The Greengage Summer by Rumer Godden

The Greengage Summer


I have been fascinated by this author. The books I have read upto now are based in British India just at the time the British were planning to leave India. They are so full of detail and so descriptive of a way of  life which is now gone forever.

This had a different setting. The narrator here is just thirteen and a very simple innocent thirteen. The setting is post WWII. The place Champagne in France.  We have a family of Mother and several children intending to holiday in this hotel in Champagne. See the sites and particularly the cemeteries as the Mother wants her children to know of the sacrifices made by thousands so that they could live. The whole plan turns on its head because from the moment of arrival Mother falls seriously ill, has to be hospitalized and she is more or less out of the story altogether.

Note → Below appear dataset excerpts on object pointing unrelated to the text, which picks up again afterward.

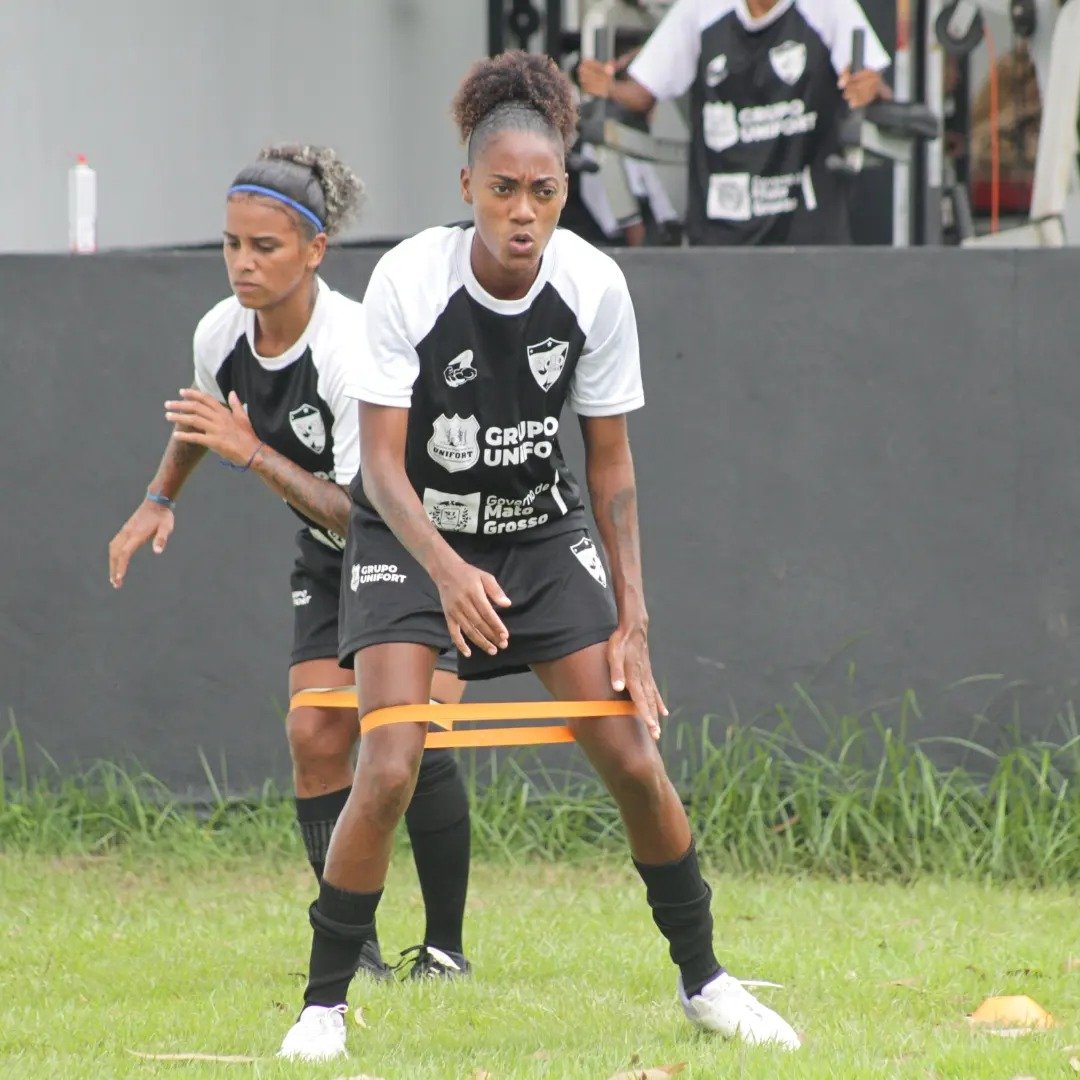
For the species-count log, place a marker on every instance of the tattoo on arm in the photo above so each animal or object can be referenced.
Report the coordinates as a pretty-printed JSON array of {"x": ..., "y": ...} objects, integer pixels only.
[
  {"x": 177, "y": 463},
  {"x": 322, "y": 500},
  {"x": 615, "y": 505}
]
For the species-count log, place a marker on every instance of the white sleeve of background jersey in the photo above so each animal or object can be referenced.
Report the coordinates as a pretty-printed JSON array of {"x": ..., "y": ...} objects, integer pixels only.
[
  {"x": 835, "y": 19},
  {"x": 387, "y": 374},
  {"x": 349, "y": 354},
  {"x": 607, "y": 380},
  {"x": 667, "y": 64},
  {"x": 205, "y": 348}
]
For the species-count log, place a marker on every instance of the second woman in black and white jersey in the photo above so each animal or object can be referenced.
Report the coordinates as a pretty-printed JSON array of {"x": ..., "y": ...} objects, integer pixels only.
[{"x": 269, "y": 397}]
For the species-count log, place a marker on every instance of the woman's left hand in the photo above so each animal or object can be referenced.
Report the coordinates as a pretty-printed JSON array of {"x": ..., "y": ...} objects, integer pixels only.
[
  {"x": 224, "y": 429},
  {"x": 862, "y": 88},
  {"x": 632, "y": 671}
]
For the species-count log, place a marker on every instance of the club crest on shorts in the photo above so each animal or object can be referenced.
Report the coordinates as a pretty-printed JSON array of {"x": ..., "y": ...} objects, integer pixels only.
[
  {"x": 308, "y": 427},
  {"x": 454, "y": 443},
  {"x": 451, "y": 513},
  {"x": 547, "y": 361},
  {"x": 585, "y": 553},
  {"x": 788, "y": 61},
  {"x": 460, "y": 370}
]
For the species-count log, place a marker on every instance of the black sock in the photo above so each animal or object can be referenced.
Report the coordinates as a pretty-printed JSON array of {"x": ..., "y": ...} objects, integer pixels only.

We now have Joss our eldest - who comes into her own as a young woman new to the knowledge that she can seduce and bewitch. We have Hester and Cecil the next two girls who are bewildered by the change in Joss and then the littles who are far too small to be aware of anything. We also have the only boy Willmouse who is definitely not what the average boy of the age is.  The discovering of sensuality is not totally sexual. The children brought from a stodgy English background to the earthiness of rural France. From the manner of dress for the ladies - they could not understand bare arms and necks to their first taste of Champagne, everything was an eye opener for this lot. Though the book is about children it is not a children's story. 

Apart from the Grey family we also have a mystery. The French police have been on the lookout for a swindler. The English children have provided the perfect camouflage.  With the only adult in hospital, the only available Englishman around becomes their guardian. What could be more natural? What a perfect cover up. The story also is about the maturing of the elder children - when they came to France they were very innocent and childlike. They are now aware that life is not that simple. That responsibilities have to be taken on, shared and that they must not burden their mother with everything the way they did before.

The story so descriptive of everything in daily French life, from the food to the light, from the description of the surrounding areas to even the description of the characters which make up this story, this was a good book.

3 comments:

Barb said...

I love historical fiction....I will have to read this one.

Yvonne said...

Looks good and I like the cover.

vicki (skiourophile) said...

The transition between childish things and adult things is so well done, isn't it? There is so much the children don't understand about what is going on. I really love this book for how well the coming-of-age theme is done. Also, as you say, the Frenchness of it all is wonderful.